An efficient and low-cost method to create high-density nitrogen-vacancy centers in CVD diamond for sensing applications

TL;DR

This paper presents a low-cost, efficient method using Ar+ plasma to produce high-density NV- centers in CVD diamond, significantly enhancing quantum sensing capabilities for magnetic field detection.

Contribution

It introduces a novel plasma-based technique to create high-density NV- centers in diamond with high efficiency and low cost, suitable for advanced sensing applications.

Findings

NV- density of ~0.57 ppm achieved

Spin coherence time (T2) of 4 microseconds

Magnetic field sensitivity of ~0.12 pT/Hz^1/2

Abstract

The negatively charged Nitrogen-Vacancy (NV-) center in diamond is one of the most versatile and robust quantum sensors suitable for quantum technologies, including magnetic field and temperature sensors. For precision sensing applications, densely packed NV- centers within a small volume are preferable due to benefiting from 1/N^1/2 sensitivity enhancement (N is the number of sensing NV centers) and efficient excitation of NV centers. However, methods for quickly and efficiently forming high concentrations of NV- centers are in development stage.
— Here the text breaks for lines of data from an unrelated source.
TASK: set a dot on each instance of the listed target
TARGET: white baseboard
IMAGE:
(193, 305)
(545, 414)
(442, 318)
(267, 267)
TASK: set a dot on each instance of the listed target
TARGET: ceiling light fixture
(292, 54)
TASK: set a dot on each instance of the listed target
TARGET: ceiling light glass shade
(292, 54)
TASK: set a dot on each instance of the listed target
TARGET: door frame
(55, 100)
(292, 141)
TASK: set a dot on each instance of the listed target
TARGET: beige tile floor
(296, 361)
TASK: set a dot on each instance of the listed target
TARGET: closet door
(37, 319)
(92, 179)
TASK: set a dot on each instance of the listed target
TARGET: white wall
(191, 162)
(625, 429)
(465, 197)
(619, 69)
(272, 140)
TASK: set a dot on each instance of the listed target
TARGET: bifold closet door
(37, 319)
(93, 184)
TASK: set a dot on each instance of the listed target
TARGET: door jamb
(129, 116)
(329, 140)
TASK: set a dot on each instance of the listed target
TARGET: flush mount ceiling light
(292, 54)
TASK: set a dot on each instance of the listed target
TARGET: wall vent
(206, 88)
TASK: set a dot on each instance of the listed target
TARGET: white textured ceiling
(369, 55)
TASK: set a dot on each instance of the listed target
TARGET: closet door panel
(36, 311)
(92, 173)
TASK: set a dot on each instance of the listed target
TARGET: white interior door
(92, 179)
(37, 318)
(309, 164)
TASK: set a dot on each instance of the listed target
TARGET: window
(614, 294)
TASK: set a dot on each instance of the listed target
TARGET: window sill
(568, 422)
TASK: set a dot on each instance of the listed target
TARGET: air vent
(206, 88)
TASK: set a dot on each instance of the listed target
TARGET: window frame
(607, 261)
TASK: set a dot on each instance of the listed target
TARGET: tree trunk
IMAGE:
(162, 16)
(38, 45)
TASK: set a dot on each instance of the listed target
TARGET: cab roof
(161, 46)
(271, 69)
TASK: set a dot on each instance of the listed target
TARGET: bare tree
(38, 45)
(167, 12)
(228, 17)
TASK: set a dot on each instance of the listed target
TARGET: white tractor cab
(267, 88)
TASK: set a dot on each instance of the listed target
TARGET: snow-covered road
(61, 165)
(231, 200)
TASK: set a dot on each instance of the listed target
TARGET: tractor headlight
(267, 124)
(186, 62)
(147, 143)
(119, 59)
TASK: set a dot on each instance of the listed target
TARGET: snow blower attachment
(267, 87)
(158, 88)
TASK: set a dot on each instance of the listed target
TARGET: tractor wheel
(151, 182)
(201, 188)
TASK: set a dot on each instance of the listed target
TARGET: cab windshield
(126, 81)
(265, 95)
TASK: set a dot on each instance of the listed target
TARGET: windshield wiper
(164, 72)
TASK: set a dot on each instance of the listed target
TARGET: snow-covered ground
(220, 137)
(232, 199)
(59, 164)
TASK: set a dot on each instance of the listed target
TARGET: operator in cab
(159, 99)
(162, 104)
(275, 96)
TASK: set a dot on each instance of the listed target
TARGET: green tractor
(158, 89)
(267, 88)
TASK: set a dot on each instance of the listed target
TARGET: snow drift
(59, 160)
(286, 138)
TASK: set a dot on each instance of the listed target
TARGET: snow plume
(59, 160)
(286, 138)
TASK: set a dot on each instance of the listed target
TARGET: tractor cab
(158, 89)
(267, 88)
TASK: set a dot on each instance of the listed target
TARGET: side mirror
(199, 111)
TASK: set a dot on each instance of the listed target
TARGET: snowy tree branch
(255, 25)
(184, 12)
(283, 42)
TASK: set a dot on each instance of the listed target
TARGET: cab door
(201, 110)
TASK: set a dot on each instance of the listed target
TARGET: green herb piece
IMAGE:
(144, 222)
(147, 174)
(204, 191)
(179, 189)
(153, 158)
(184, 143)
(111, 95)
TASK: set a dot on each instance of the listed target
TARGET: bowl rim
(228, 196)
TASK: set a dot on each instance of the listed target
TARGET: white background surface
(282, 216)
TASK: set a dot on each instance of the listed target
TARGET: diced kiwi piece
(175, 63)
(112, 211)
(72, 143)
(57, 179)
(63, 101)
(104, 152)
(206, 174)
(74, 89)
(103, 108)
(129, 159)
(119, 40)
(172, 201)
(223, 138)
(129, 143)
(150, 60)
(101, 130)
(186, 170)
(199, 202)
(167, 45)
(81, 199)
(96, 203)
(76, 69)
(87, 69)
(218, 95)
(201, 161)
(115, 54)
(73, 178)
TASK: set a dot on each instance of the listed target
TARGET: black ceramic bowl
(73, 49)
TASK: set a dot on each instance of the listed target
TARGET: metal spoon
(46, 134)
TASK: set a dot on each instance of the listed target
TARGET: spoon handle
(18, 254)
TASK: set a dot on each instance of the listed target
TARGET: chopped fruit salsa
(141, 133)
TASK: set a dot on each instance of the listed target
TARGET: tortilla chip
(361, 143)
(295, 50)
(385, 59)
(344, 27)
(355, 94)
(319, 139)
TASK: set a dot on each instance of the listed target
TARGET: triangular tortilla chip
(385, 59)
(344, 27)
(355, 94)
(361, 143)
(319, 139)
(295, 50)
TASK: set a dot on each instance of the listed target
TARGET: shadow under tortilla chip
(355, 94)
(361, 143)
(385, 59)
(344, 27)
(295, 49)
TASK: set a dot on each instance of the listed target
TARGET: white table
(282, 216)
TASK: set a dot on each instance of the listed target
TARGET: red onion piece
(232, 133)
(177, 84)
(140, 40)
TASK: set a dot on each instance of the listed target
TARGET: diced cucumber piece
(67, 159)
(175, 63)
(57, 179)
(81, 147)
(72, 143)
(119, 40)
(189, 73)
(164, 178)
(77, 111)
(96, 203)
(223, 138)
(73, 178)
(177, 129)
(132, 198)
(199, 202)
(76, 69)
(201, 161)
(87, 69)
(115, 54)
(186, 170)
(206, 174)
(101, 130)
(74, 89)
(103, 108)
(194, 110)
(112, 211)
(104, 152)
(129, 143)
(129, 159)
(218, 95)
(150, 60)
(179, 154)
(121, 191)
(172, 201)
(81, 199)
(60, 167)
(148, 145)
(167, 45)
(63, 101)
We report an efficient, low-cost method for creating high-density NV- centers production from a relatively low nitrogen concentration based on high-energy photons from Ar+ plasma. This study was done on type-IIa, single crystal, CVD-grown diamond substrates with an as-grown nitrogen concentration of 1 ppm. We estimate an NV- density of ~ 0.57 ppm (57%) distributed homogeneously over 200 um deep from the diamond surface facing the plasma source based on optically detected magnetic resonance and fluorescence confocal microscopy measurements. The created NV-s have a spin-lattice relaxation time (T1) of 5 ms and a spin-spin coherence time (T2) of 4 us. We measure a DC magnetic field sensitivity of ~ 104 nT Hz^-1/2, an AC magnetic field sensitivity of ~ 0.12 pT Hz^-1/2, and demonstrate real-time magnetic field sensing at a rate over 10 mT s-1 using an active sample volume of 0.2 um3.